A two-speed hydrostatic transmission in the 524-50 delivers a brisk 19.8-mph travel speed. Direct-acting brakes on each wheel are activated through JCB's Max-Trac torque-proportioning axles with outboard planetary drives. Limited-slip axles are optional. The design allows a class-leading inside turning radius of 9 feet 8 inches.

The JCB 524-50 telehandler has three steering modes: two-wheel, four-wheel, and crab. Mode selection is made with the flick of a switch, thanks to an electric valve control. An optional multi-function controller incorporates all boom controls into one joystick (but the Showcase unit was not so equipped).

Designed for both tool and material-handler needs, the JCB 524-50 features nearly 9,000 pounds of breakout force. One control allows a bucket attachment to float when leveling loose material like gravel, while an inching control in the brake pedal allows slow drive speeds with high engine rpm to power faster boom operation and to satisfy hydraulic-flow requirements of attachments such as snow blowers or power sweepers. A large-capacity radiator eliminates potential problems with heat buildup associated with these types of applications.

Designed to keep maintenance tasks simple, the engine is positioned to the rear of the machine, where all service points are readily available. The rear-mounted engine allows the boom to be offset a few inches, which enables the cab to be a little wider and shifts it closer to the front axles for enhanced visibility. This configuration also opens up the entire right side for improved visibility and results, as well, in reduced engine noise in the cab. The Showcase unit had an open cab, but an enclosed cab is available as an option.

Large plastic fenders are easy to replace if damaged. An optional belly guard offers additional protection to the undercarriage if the application dictates. The battery has an easy-disconnect feature to disable the machine. And if operators try to drive through the parking brake, an alarm sounds when the machine is in gear.

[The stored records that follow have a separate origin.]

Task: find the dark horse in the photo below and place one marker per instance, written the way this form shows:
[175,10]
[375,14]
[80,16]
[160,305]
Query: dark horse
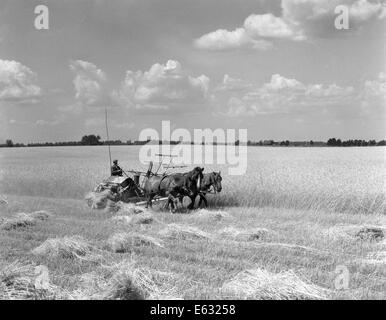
[175,186]
[208,181]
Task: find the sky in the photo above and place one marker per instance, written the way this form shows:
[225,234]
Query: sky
[278,68]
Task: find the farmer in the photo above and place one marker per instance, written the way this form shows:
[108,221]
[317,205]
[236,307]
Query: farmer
[116,170]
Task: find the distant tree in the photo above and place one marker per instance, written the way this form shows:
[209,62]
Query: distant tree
[331,142]
[382,143]
[91,140]
[9,143]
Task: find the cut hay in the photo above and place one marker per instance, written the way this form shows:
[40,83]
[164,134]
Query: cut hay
[211,215]
[22,281]
[40,215]
[122,219]
[260,284]
[367,233]
[20,220]
[247,234]
[125,242]
[182,232]
[375,259]
[66,247]
[101,200]
[370,233]
[129,208]
[141,218]
[3,200]
[125,281]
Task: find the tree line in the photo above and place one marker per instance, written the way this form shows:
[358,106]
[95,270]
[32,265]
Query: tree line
[95,140]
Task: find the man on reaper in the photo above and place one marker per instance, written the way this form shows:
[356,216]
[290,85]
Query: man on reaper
[116,169]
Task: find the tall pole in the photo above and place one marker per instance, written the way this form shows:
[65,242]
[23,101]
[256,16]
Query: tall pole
[108,139]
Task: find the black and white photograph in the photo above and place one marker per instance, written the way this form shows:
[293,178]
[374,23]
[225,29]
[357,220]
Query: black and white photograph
[192,150]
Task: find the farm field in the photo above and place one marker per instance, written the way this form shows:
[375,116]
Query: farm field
[284,230]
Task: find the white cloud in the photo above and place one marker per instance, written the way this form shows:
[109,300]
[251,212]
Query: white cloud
[316,17]
[230,84]
[17,82]
[269,26]
[163,86]
[286,95]
[222,39]
[89,83]
[300,20]
[373,96]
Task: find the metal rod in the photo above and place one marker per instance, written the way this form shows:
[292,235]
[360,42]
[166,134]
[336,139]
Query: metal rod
[108,139]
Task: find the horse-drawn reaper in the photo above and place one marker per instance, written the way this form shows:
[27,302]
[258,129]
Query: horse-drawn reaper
[147,188]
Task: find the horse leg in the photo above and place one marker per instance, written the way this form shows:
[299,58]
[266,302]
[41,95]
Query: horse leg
[192,201]
[149,201]
[203,199]
[171,201]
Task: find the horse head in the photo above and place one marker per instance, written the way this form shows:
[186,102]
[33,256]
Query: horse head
[194,179]
[216,181]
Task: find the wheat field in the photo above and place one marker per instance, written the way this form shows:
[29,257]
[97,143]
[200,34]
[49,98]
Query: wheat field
[281,231]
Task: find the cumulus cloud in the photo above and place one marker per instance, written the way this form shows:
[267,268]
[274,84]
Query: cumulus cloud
[163,86]
[299,20]
[269,26]
[316,17]
[17,82]
[89,82]
[373,95]
[286,95]
[222,39]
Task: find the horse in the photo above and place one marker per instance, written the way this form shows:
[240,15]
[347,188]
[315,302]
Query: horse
[173,186]
[209,180]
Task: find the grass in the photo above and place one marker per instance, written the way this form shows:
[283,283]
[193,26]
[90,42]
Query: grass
[197,256]
[282,231]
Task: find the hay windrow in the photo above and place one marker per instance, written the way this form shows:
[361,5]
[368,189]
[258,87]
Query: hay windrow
[129,208]
[125,242]
[125,281]
[40,215]
[19,220]
[101,200]
[67,247]
[260,284]
[211,215]
[20,281]
[357,232]
[140,218]
[183,232]
[247,234]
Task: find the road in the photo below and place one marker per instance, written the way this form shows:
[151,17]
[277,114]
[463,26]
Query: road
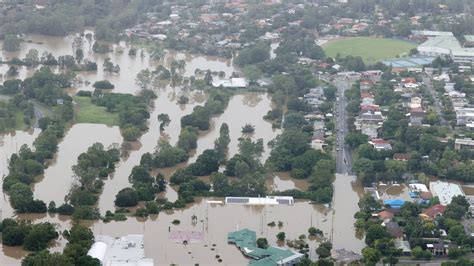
[437,104]
[345,198]
[343,154]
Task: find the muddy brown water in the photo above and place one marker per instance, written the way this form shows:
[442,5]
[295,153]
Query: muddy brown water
[242,108]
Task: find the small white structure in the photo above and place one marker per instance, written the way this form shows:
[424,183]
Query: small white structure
[126,250]
[445,191]
[234,83]
[418,187]
[268,200]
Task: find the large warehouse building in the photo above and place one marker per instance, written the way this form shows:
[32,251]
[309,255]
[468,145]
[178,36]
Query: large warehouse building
[447,45]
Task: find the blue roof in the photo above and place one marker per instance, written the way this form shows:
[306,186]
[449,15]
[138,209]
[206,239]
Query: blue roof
[394,202]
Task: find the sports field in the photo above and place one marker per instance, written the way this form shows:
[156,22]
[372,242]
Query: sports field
[370,49]
[87,112]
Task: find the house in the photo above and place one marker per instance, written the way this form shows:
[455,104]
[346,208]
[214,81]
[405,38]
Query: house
[401,157]
[246,239]
[394,230]
[445,191]
[439,249]
[404,246]
[380,144]
[234,83]
[394,203]
[125,250]
[433,212]
[385,215]
[465,143]
[416,116]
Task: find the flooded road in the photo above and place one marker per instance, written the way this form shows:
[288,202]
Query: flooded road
[346,196]
[214,220]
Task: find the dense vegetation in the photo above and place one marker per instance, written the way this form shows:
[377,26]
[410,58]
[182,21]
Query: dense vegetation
[419,232]
[132,110]
[80,240]
[93,166]
[33,237]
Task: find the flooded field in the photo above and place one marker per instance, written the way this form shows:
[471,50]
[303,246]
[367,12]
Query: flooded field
[214,220]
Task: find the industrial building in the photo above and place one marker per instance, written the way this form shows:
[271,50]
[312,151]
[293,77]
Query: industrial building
[268,200]
[246,240]
[120,251]
[445,191]
[448,46]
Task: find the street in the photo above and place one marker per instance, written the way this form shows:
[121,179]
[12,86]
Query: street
[345,198]
[343,155]
[437,104]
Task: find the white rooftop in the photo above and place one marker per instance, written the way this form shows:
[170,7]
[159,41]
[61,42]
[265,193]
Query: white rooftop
[268,200]
[231,83]
[120,251]
[445,191]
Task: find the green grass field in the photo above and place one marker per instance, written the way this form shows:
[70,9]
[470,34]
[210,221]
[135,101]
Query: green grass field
[87,112]
[370,49]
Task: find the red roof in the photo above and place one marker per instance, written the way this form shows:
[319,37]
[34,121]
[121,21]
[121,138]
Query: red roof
[409,80]
[401,156]
[435,210]
[385,215]
[426,195]
[379,141]
[366,94]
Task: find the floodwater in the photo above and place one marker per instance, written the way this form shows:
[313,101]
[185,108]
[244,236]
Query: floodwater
[129,65]
[248,108]
[346,196]
[59,174]
[221,219]
[10,143]
[281,181]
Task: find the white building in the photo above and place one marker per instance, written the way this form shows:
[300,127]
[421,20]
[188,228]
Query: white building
[234,83]
[447,46]
[268,200]
[445,191]
[120,251]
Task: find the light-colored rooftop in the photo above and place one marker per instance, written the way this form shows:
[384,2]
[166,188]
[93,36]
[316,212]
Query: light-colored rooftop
[125,250]
[268,200]
[445,191]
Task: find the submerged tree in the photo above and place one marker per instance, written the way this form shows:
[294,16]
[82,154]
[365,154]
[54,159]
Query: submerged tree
[164,120]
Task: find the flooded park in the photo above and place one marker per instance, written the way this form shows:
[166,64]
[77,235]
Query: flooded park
[214,220]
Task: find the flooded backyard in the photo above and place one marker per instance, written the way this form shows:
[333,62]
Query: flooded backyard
[214,220]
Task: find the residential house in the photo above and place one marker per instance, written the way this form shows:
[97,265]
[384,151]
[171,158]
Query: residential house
[380,144]
[385,216]
[401,157]
[433,212]
[466,143]
[394,230]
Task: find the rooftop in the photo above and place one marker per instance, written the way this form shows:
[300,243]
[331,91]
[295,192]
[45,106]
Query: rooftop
[268,200]
[246,239]
[445,191]
[125,250]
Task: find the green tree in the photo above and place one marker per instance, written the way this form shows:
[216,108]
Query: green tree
[11,43]
[79,55]
[126,197]
[281,236]
[262,243]
[164,120]
[252,73]
[32,57]
[371,255]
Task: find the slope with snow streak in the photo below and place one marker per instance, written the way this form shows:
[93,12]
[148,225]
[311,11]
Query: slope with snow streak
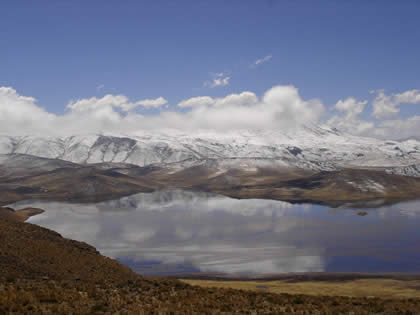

Boom construction is a key consideration for ground-engaging machines. The boom and pins take the brunt of the force, so the boom, support brackets, gooseneck, and carriage mount should be robust. The JCB machine uses a unique carriage mount, as well as a formed boom — made of two channel sections, rather than four flat plate sections — that is generally considered better able to withstand added forces. It is quite apparent that this is a rugged product designed appropriately to handle the rigors of ground-engaging tasks, while at the same time performing as a superior tool handler.

Considering JCB's brand-centric philosophy, it's surprising that this approach does not also extend to attachments, leaving owners the luxury of purchasing aftermarket products.